According to the civil complaint, which mirrors a separate accusation she is facing in a criminal federal indictment, Hastie ordered an employee to access motor vehicle records and gather the email addresses of all Mobile County residents who live within the city limits and place that personal information onto an electronic storage device.
“Hastie ordered that the electronic device be provided to defendants Chad Tucker of Stateco,” the complaint reads. “Tucker then knowingly utilized the personal information for a purpose not allowed under the Driver’s Privacy Protection Act (DPPA) by sending out a mass email to over 30,000 Mobile County residents urging said residents to vote for a political candidate Stateco represented.”
At the time, Tucker and Strateco were running the mayoral campaign of challenger Sandy Stimpson, and records suggest a mass email with Hastie’s endorsement of Stimpson was sent to at least some of those addresses in August 2013. The complaint charges that Hastie and Tucker both knew or should have known their actions would violate the DPPA.
Arnita Diamond and Labarron Yates, the same two individuals who filed an informal complaint making similar allegations against Mobile County in September 2014, filed the lawsuit in federal court yesterday.
In November, Hastie was indicted in a criminal case alleging she hid payments for a campaign to consolidate the offices of License and Revenue Commissions. Less than two months later, a superseding indictment added the charge regarding the emails. She is scheduled to go to trial in that case in May before federal judge Kristi Dubose.
In September 2014, calls to Diamond about the complaint sent to Mobile County were not returned and initial calls today have also gone unanswered.

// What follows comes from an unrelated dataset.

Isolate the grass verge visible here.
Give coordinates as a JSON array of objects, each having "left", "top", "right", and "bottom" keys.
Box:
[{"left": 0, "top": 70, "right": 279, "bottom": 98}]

Title 18 U.S. Code Section 2724 addresses violations of DPPA, and is cited in the lawsuit. According to that passage, damaged recovered for these violations could each come with a $2,500-per-violation penalty. That penalty, if applied to each of the 30,000 bits of information allegedly given to the Stimpson campaign, would total of more than $75 million.
Title 18 Section 2721 doesn’t mention a fee in writing, but it does expressly forbid any department of motor vehicles, and any officer, employee or contractor thereof, from knowingly disclosing or otherwise making personal information available to any person or entity.